Microsoft has rolled out OneDrive’s enhanced differential sync to all of its personal and business users. The additions add support for all file types, greatly increasing its use cases, and potentially saving a ton of bandwidth.
For those unfamiliar, differential sync lets users upload only the changes for large files. If you have a 1000-page word document but only re-write one page, it’s only that page that will be synced to the cloud.
Previously, the feature only supported “modern Office file formats”. This cut out some of its most desirable use-cases, such as in .zip, AutoCAD, and TIFF files. For users on low-bandwidth connections or with data caps, it could prove a godsend.
The expanded launch was first spotted by MSPowerUser via Microsoft’s official OneDrive roadmap. It’s not yet clear if the feature is enabled for all or if it will take a little while yet to reach every country.

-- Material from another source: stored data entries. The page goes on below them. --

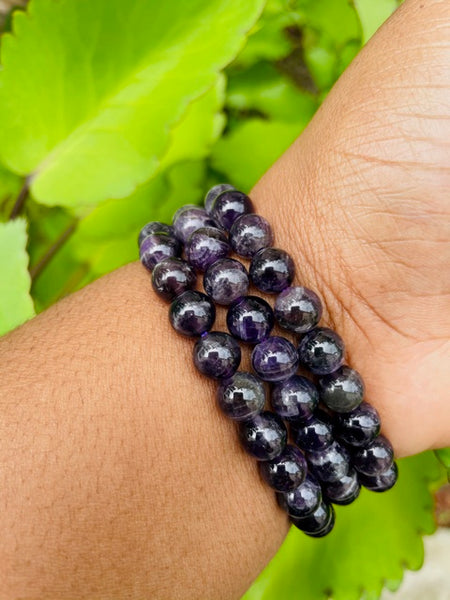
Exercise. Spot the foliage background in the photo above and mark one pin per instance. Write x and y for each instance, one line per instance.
(115, 113)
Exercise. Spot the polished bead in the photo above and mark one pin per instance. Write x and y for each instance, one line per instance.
(230, 205)
(226, 280)
(342, 390)
(375, 458)
(298, 309)
(156, 247)
(250, 319)
(285, 472)
(217, 355)
(249, 233)
(263, 436)
(205, 246)
(295, 398)
(359, 427)
(274, 359)
(171, 277)
(321, 350)
(242, 396)
(272, 270)
(192, 313)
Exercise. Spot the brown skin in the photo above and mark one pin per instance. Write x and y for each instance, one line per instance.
(119, 477)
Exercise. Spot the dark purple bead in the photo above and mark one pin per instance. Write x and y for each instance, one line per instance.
(242, 396)
(321, 350)
(171, 277)
(381, 482)
(156, 247)
(331, 463)
(359, 427)
(214, 192)
(205, 246)
(263, 436)
(375, 458)
(217, 355)
(250, 319)
(302, 501)
(344, 491)
(249, 234)
(298, 309)
(295, 398)
(226, 280)
(188, 219)
(285, 472)
(192, 313)
(272, 270)
(275, 359)
(230, 205)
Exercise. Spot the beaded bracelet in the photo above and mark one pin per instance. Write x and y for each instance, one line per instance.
(335, 443)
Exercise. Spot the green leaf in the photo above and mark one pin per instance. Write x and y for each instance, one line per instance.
(373, 541)
(88, 113)
(16, 305)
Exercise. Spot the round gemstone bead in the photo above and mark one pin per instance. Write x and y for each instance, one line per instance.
(249, 233)
(274, 359)
(321, 350)
(171, 277)
(217, 355)
(295, 398)
(359, 427)
(156, 247)
(302, 501)
(205, 246)
(250, 319)
(381, 482)
(230, 205)
(242, 396)
(285, 472)
(342, 390)
(272, 270)
(298, 309)
(214, 192)
(375, 458)
(192, 313)
(263, 436)
(226, 280)
(188, 219)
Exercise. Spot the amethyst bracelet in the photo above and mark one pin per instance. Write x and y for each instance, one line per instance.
(321, 441)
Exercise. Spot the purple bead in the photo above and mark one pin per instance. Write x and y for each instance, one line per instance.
(263, 436)
(294, 399)
(226, 280)
(242, 396)
(214, 192)
(156, 247)
(285, 472)
(298, 309)
(272, 270)
(321, 350)
(275, 359)
(230, 205)
(188, 219)
(249, 233)
(171, 277)
(217, 355)
(250, 319)
(205, 246)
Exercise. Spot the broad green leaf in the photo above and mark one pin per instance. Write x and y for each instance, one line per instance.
(16, 305)
(88, 113)
(373, 541)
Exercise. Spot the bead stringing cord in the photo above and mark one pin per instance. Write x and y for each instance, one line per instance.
(330, 445)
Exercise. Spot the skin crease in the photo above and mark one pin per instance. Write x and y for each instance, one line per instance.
(119, 477)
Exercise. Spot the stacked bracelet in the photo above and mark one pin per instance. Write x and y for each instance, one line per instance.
(335, 443)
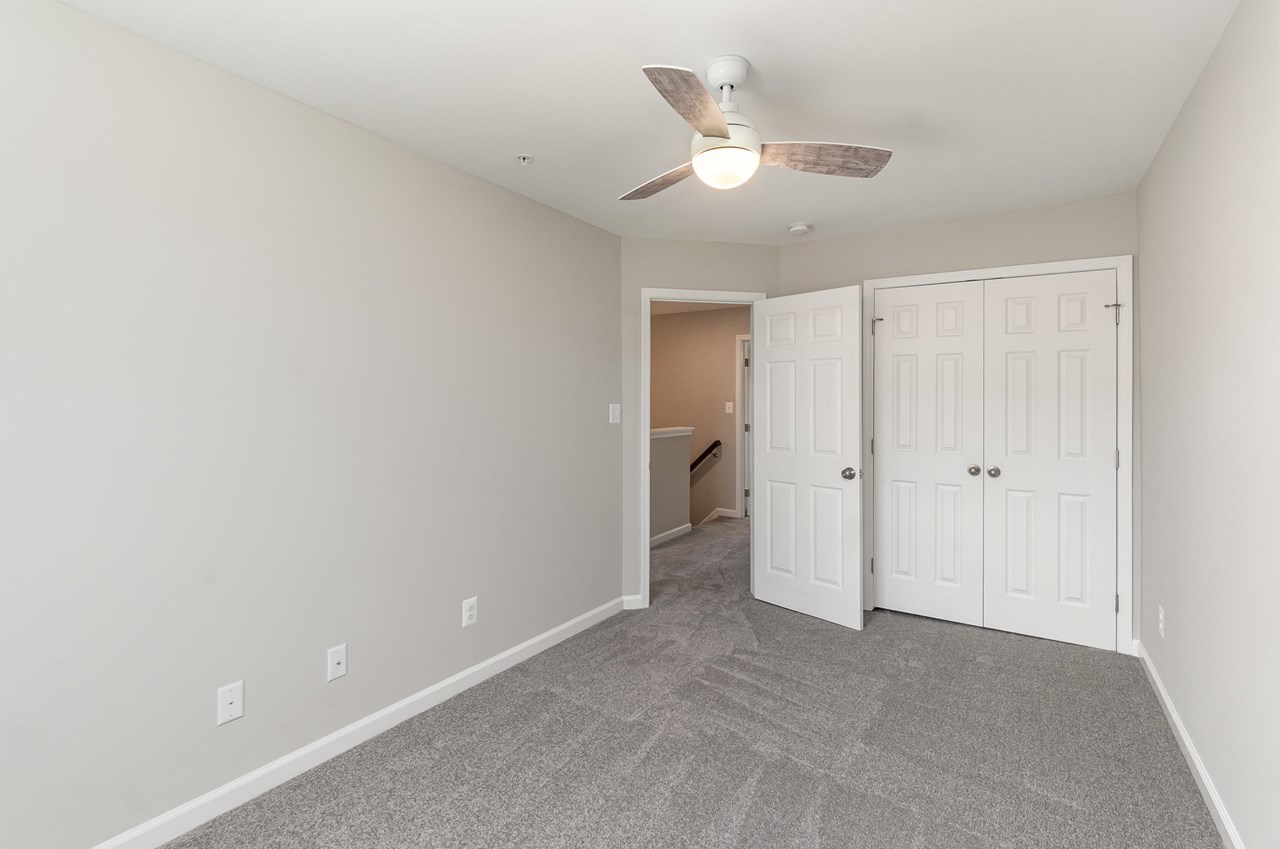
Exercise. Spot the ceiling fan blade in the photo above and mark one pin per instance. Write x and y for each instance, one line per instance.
(823, 158)
(658, 183)
(689, 96)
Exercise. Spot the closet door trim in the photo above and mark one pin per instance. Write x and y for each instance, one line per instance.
(1128, 546)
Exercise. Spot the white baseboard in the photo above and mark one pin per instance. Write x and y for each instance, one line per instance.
(1225, 827)
(167, 826)
(727, 512)
(670, 534)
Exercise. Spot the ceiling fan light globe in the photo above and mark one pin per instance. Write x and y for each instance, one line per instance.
(726, 167)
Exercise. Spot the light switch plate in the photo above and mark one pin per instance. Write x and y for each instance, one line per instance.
(337, 662)
(231, 702)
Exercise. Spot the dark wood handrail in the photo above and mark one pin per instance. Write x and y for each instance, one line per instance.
(712, 448)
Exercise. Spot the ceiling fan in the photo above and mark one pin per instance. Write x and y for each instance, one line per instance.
(726, 149)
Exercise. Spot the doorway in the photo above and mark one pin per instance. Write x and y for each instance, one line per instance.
(648, 296)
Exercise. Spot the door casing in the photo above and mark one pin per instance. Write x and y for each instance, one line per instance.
(1127, 541)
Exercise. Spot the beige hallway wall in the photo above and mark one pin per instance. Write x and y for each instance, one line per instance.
(694, 371)
(680, 265)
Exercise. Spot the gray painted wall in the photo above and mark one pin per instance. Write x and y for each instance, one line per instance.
(668, 483)
(242, 347)
(1080, 229)
(1210, 237)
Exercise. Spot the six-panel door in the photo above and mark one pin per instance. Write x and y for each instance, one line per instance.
(1051, 432)
(1015, 377)
(807, 423)
(928, 433)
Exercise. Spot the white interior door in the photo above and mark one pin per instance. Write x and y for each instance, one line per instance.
(927, 523)
(1051, 438)
(807, 414)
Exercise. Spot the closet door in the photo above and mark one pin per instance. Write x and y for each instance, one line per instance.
(928, 419)
(1051, 457)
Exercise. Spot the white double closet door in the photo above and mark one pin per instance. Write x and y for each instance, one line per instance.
(995, 453)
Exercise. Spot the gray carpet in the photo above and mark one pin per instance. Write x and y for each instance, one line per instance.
(713, 720)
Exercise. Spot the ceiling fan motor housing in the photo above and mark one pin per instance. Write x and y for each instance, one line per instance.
(741, 133)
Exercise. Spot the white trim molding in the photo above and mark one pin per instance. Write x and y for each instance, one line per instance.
(647, 297)
(741, 416)
(679, 530)
(1123, 266)
(1221, 818)
(181, 820)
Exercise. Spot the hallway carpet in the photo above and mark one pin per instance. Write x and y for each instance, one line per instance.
(712, 720)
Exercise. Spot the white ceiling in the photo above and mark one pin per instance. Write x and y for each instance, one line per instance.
(988, 105)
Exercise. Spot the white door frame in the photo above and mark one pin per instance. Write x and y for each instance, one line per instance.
(647, 297)
(1123, 266)
(741, 409)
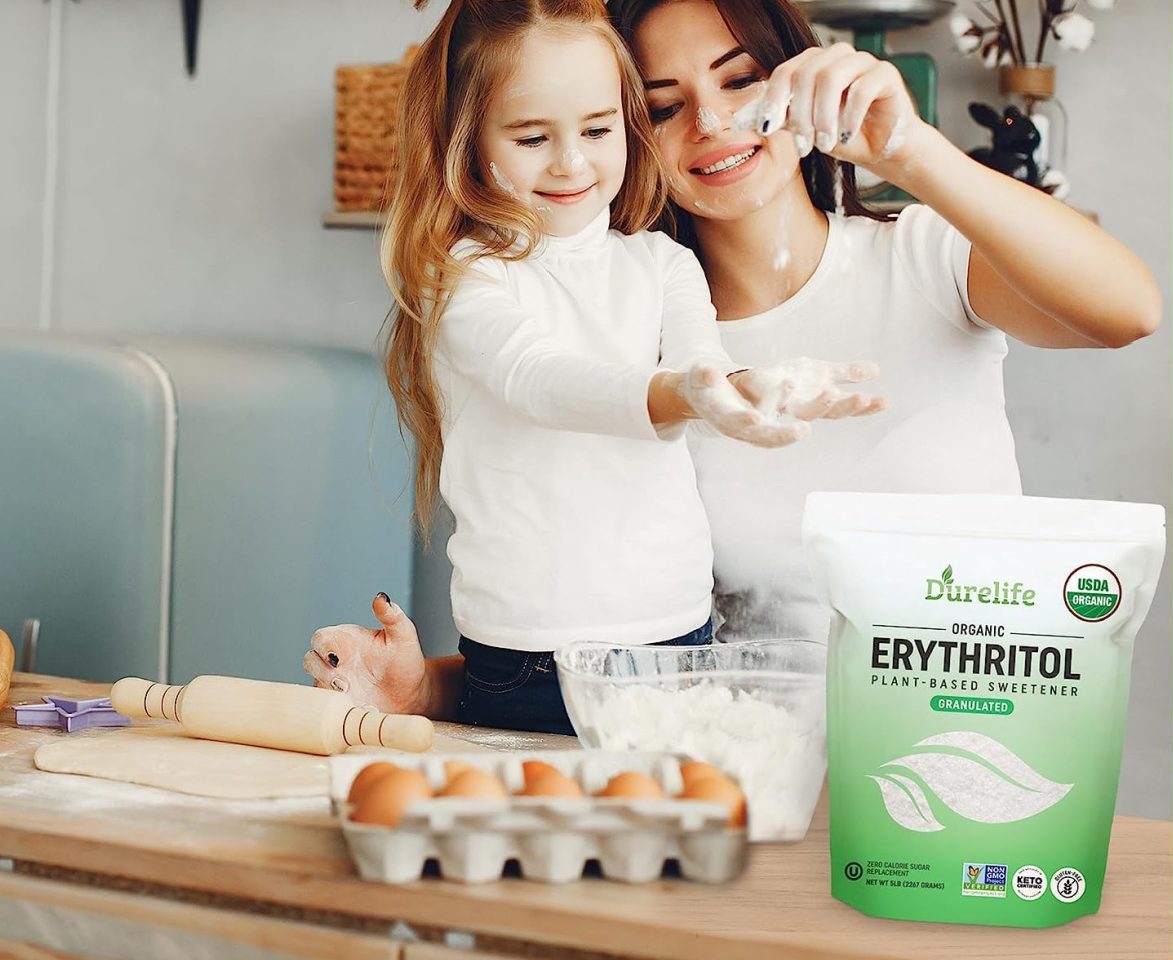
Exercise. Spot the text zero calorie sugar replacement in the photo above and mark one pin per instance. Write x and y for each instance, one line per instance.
(977, 682)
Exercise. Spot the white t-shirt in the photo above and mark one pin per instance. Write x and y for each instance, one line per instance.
(890, 292)
(575, 518)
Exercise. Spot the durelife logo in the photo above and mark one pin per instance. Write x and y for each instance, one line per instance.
(996, 592)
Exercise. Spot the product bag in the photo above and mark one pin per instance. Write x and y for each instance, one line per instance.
(977, 683)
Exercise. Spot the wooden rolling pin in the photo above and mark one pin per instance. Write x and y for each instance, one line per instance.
(309, 720)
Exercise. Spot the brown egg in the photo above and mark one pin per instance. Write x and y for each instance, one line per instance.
(367, 776)
(388, 797)
(534, 769)
(695, 770)
(474, 783)
(632, 785)
(719, 790)
(553, 784)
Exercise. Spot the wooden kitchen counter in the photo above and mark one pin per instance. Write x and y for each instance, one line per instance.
(272, 862)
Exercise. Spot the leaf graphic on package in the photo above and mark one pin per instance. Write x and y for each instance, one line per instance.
(907, 803)
(991, 785)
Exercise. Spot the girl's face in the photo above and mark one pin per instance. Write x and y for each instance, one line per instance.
(554, 134)
(696, 78)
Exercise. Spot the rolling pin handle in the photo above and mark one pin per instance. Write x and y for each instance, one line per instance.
(136, 697)
(393, 730)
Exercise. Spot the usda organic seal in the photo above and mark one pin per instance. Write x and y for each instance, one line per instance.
(1092, 593)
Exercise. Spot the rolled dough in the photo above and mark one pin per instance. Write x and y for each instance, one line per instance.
(167, 758)
(164, 757)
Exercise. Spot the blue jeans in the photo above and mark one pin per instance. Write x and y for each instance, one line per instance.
(519, 689)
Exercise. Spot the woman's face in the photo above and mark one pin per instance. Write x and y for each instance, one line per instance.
(696, 78)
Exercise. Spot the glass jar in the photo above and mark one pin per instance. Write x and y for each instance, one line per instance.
(1031, 89)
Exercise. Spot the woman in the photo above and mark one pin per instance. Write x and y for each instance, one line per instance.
(930, 296)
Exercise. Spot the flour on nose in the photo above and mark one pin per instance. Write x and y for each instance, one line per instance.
(707, 122)
(501, 180)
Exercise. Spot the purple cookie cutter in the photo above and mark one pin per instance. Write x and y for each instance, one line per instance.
(68, 714)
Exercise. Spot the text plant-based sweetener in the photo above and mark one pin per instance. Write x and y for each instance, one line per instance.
(977, 681)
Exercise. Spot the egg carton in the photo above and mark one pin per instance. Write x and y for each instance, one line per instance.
(551, 838)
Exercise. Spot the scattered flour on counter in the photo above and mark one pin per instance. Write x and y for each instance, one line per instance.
(777, 755)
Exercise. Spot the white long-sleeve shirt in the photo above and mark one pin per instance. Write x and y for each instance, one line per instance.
(576, 519)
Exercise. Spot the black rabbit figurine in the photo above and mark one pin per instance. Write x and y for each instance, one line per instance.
(1015, 141)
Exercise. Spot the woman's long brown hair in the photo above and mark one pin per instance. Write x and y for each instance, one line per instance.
(771, 32)
(441, 195)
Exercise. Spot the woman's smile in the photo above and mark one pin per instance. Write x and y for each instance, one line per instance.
(726, 164)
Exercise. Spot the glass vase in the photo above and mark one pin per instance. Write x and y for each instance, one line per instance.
(1031, 89)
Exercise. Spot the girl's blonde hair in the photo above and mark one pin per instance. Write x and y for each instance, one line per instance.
(452, 78)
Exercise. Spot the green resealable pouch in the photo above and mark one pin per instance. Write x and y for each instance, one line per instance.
(977, 682)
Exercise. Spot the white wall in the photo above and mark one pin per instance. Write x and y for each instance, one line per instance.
(1090, 424)
(192, 207)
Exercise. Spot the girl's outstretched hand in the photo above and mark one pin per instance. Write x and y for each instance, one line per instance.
(731, 413)
(842, 101)
(809, 390)
(382, 669)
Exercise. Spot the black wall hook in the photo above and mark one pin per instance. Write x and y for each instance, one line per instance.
(190, 32)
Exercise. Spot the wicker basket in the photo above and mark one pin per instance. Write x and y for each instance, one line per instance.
(366, 114)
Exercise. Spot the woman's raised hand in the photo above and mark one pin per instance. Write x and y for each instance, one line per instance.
(842, 101)
(380, 668)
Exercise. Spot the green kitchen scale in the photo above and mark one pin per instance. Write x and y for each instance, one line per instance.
(869, 20)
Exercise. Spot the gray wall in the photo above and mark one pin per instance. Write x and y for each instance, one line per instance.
(192, 207)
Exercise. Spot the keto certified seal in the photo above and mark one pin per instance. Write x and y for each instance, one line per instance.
(1029, 883)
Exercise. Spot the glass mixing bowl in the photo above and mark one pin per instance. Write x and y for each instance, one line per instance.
(755, 709)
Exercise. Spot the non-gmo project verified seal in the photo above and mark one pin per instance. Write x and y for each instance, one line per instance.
(983, 880)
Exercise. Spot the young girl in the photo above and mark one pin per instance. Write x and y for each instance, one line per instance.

Either way, it marks the end of a years-long effort that experienced several roadblocks and delays. The feature has been on the roadmap since early 2017, and was marked as ‘thinking about it’ in 2014. However, it missed its published roadmap release window in 2017 and later admitted the inclusion on the document was a mistake. Things were very silent until May last year when Microsoft said it would make differential sync available for all file types later in 2019.
Clearly, it didn’t hit that target either, but we’re at least at the finish line now. Though differential Office sync has been available for some time, this expansion is the functionality many have been anticipating. With so many working from home, it’s more important than ever that files on personal devices are backed up, and differential sync should make that possible on even low bandwidth connections.